ITEM: Last night I went to the recording of tomorrow’s NZ Idol show. It was really fun. As I expected, much of the audience behaviour is directed. There’s a floor manager waving her arms around to cue people to clap and not clap, and people are encouraged to applaud bits in the middle of a song that impress. At the beginning of the evening I was in a detached and cynical mode, but as the show went on, I found myself absorbed by the talent on display. It’s true that seeing the show live is so much more impressive than watching it on TV. I can also reveal that the carpark at South Pacific Pictures has signs pretending it’s the Shortland Street carpark. And also, Idol Dave’s wife was sporting a Louis Vuitton handbag, which is a perfect example of entry-level bling.
ITEM: I grew up with a prejudice against organic food. It was some how silly and frivolous to want blemished, rotting, expensive, yet chemical free food, when the excellence of modern chemical science could provide us with perfect-looking food with a longer shelf life. But now, when I think about it, it seems odd to prefer food that’s full of chemicals/pesticides/etc over food that doesn’t have it. And what does shelf life matter when there’s a fruit and vege shop just down the road?
ITEM: As much as I dislike the concept of the flat white coffee, I fear I may have to switch to flat whites in some cafes to avoid the ridiculously oversized latte bowls that remain common in certain cafes in this fair nation. The day that latte bowls and inch-high cappuccino foam dies out in this country, I shall be filled with gladness.
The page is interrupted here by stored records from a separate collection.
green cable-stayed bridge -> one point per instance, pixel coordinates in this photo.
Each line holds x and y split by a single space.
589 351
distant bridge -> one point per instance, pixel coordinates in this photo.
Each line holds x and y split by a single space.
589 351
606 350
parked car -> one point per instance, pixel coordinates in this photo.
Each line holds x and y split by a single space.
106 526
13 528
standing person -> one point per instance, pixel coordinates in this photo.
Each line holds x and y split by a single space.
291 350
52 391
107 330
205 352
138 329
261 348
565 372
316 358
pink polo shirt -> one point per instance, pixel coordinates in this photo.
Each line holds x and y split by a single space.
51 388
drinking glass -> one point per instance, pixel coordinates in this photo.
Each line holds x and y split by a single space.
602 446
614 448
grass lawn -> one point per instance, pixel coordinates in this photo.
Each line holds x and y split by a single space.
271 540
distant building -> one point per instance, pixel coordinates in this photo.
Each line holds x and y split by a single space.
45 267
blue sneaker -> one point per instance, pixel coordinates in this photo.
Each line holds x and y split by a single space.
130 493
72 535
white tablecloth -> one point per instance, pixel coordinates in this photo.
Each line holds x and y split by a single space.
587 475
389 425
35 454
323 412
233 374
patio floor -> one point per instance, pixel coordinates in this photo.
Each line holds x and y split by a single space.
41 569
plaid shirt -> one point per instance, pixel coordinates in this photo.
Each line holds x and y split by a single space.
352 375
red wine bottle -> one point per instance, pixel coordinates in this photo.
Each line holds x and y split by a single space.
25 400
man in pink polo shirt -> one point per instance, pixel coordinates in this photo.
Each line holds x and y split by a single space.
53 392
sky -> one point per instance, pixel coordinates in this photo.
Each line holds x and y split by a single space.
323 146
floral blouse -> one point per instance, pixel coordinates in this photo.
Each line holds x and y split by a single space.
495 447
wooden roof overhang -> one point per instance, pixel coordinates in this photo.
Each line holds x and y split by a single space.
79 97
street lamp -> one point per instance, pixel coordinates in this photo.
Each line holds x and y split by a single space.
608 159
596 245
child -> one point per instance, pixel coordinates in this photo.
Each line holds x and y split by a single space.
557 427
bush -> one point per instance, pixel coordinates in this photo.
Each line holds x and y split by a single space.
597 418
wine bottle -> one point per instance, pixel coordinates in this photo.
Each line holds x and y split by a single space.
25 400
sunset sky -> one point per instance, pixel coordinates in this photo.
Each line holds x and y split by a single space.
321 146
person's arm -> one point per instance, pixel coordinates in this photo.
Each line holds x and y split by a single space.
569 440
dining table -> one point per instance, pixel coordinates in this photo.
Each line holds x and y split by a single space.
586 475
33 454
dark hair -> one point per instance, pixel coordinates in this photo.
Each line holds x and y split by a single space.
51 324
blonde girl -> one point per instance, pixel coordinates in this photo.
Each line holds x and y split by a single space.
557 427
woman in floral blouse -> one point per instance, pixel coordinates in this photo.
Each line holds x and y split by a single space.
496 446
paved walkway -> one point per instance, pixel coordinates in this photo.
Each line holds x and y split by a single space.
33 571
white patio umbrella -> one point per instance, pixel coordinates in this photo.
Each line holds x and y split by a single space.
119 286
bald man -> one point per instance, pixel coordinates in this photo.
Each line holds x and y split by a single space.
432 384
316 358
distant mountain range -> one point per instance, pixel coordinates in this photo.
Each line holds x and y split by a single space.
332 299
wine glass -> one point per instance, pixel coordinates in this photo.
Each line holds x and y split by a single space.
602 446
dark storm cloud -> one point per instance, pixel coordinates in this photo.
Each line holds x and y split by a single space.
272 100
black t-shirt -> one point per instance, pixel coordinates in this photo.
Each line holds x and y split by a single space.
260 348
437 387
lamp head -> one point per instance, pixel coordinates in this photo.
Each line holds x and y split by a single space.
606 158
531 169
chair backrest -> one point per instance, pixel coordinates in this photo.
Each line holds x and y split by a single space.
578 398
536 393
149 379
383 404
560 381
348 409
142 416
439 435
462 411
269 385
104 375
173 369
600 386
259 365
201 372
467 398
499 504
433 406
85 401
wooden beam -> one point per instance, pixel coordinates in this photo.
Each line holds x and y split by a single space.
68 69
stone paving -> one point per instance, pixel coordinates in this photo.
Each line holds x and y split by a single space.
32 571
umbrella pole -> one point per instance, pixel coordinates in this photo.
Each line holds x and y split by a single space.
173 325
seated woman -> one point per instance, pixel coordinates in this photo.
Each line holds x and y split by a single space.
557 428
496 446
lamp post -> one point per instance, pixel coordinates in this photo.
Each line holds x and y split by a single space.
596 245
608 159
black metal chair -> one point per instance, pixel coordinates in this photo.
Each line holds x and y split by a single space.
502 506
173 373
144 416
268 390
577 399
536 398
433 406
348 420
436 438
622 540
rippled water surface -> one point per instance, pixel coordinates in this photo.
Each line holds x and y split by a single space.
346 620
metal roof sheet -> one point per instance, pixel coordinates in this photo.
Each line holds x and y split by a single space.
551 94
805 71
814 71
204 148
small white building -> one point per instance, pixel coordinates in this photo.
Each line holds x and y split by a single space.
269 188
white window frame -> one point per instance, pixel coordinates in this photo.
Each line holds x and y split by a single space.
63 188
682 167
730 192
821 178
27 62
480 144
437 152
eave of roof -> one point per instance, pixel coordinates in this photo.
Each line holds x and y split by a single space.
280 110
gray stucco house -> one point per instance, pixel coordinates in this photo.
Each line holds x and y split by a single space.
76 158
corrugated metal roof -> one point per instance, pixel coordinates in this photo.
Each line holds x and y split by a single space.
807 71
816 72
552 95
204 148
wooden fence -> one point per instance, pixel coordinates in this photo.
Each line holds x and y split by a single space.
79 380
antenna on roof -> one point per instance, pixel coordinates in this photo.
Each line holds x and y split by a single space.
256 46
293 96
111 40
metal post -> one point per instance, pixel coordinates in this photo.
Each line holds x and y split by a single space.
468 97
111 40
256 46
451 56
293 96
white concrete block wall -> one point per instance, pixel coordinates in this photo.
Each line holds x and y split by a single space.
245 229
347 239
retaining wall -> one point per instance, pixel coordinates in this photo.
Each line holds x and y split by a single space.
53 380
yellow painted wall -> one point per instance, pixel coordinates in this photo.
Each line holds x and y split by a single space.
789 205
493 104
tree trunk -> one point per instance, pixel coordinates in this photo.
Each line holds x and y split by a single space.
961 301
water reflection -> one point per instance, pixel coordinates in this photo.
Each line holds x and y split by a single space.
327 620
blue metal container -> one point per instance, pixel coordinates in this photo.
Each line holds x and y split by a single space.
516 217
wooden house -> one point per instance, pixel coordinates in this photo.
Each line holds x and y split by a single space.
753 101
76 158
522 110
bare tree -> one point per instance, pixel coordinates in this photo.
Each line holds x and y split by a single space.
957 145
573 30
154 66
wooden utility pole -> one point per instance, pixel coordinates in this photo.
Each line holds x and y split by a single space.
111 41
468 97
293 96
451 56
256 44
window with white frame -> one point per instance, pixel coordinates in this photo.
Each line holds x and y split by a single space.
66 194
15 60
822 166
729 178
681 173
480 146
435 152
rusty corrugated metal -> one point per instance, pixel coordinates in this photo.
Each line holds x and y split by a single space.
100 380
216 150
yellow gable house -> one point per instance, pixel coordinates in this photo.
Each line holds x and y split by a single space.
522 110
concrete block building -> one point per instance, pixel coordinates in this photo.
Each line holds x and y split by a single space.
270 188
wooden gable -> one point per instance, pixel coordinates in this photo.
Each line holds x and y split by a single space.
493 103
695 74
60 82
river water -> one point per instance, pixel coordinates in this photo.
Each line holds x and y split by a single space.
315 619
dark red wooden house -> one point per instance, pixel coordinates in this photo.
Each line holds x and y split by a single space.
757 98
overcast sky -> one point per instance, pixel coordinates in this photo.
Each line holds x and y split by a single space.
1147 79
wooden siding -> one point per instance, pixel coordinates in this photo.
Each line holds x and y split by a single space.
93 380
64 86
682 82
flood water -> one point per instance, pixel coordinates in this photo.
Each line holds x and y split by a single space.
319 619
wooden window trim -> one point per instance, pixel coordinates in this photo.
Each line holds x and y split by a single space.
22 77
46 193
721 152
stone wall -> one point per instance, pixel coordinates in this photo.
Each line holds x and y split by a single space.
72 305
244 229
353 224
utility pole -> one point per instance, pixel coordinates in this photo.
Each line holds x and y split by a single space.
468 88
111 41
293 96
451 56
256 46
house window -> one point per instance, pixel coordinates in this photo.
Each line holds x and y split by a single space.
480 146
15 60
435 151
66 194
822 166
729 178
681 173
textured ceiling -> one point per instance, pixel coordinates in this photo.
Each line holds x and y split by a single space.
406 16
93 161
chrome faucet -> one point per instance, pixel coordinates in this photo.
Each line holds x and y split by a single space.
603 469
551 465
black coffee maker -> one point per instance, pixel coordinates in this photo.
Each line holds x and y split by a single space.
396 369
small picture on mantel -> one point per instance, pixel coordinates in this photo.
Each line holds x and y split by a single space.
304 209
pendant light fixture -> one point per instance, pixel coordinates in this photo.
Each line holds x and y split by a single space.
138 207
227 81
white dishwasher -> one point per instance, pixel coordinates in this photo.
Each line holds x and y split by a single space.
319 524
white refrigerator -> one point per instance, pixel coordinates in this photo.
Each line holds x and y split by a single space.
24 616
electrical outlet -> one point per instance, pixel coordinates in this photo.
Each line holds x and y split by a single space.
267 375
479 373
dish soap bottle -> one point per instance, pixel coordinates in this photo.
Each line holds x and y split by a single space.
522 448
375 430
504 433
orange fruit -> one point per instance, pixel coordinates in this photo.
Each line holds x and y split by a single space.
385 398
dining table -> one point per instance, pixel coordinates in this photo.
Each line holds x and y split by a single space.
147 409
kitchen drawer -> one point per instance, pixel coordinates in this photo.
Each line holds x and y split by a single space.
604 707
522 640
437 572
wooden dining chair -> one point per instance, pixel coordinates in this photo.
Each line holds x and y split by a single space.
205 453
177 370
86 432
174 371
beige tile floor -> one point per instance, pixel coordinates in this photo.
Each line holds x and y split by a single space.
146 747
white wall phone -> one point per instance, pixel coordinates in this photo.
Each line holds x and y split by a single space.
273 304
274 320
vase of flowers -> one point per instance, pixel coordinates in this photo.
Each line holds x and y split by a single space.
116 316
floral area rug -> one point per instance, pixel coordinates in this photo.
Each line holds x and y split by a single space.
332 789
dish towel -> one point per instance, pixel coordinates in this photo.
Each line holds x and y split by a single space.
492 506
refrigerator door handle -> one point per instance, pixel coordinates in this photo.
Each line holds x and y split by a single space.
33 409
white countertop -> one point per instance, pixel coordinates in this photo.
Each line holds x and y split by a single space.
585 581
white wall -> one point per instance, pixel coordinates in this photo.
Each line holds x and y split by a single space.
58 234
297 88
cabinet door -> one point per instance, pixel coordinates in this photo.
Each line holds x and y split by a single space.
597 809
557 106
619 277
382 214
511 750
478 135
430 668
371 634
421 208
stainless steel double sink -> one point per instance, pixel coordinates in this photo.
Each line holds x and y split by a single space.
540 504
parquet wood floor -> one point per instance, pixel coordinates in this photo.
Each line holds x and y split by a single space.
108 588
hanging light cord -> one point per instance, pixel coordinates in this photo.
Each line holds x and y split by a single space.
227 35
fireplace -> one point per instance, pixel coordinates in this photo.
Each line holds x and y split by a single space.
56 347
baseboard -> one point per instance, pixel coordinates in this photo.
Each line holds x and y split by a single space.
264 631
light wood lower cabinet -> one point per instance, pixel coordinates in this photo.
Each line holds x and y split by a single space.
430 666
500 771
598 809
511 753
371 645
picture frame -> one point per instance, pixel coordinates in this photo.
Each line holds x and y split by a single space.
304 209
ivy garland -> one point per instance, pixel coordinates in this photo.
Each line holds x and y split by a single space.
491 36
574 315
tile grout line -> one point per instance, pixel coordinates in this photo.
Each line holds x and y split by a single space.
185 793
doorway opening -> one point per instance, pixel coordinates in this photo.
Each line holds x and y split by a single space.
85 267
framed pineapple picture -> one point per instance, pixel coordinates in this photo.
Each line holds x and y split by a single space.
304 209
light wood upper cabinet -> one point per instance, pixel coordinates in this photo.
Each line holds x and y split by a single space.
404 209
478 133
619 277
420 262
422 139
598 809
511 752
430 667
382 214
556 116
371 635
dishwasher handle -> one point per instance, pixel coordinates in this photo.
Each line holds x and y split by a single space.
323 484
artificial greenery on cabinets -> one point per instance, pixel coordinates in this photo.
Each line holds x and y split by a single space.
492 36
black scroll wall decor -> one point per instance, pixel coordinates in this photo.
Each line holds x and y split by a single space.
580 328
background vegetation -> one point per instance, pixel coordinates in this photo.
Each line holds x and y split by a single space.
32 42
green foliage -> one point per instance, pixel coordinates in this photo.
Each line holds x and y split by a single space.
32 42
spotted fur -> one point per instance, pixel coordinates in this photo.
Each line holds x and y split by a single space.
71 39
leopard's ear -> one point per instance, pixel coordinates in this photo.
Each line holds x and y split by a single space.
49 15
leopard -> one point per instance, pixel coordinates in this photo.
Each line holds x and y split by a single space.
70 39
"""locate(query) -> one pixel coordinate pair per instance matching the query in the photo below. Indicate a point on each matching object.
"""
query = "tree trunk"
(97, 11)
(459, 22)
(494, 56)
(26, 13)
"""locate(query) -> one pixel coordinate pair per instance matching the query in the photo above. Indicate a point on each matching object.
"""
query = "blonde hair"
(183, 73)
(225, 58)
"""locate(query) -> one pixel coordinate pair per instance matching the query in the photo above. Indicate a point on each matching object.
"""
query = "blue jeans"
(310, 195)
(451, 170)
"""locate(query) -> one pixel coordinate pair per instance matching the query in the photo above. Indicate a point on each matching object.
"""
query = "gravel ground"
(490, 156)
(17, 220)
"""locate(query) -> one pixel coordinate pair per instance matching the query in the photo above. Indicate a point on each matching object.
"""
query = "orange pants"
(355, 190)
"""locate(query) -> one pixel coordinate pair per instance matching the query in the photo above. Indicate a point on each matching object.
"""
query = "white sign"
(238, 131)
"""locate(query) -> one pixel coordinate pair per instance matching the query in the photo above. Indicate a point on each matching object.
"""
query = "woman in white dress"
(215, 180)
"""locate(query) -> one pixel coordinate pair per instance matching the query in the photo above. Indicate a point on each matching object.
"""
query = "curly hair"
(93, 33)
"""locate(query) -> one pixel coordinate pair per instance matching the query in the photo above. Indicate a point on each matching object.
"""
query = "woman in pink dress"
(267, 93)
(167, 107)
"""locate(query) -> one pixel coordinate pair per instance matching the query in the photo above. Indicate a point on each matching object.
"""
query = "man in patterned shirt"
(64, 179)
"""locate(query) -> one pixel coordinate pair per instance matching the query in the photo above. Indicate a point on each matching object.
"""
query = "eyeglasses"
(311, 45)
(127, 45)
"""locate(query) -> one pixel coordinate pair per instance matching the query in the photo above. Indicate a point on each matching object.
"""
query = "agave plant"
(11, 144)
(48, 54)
ITEM: I watched a bit of a hip-hop show on Maori Television tonight. Things were going really well until they switched from speaking Te Reo to English. Suddenly the three presenters stopped being cool Maori hip-hop TV show presenters to sounding like a bunch of 12-year-olds trying to act like hardcore gangsta rappers. It was painful to watch, so I changed channels.
ITEM: I’ve spent this week being high on paint fumes. The building my flat is in has been painted, including a particularly hardcore enamel paint on the window frames. Sadly the paint job has also seen the cover-up of the badly-drawn penis that appeared overnight a couple of years ago, and was later partially obscured by a thin layer of paint. It’s also meant that my backdoor has gone from white (and dull) to black (and sexy, if backdoors can be considered sexy, in a non bum-sex-euphemism way). Excuse me while I attempt to restore some brain cells.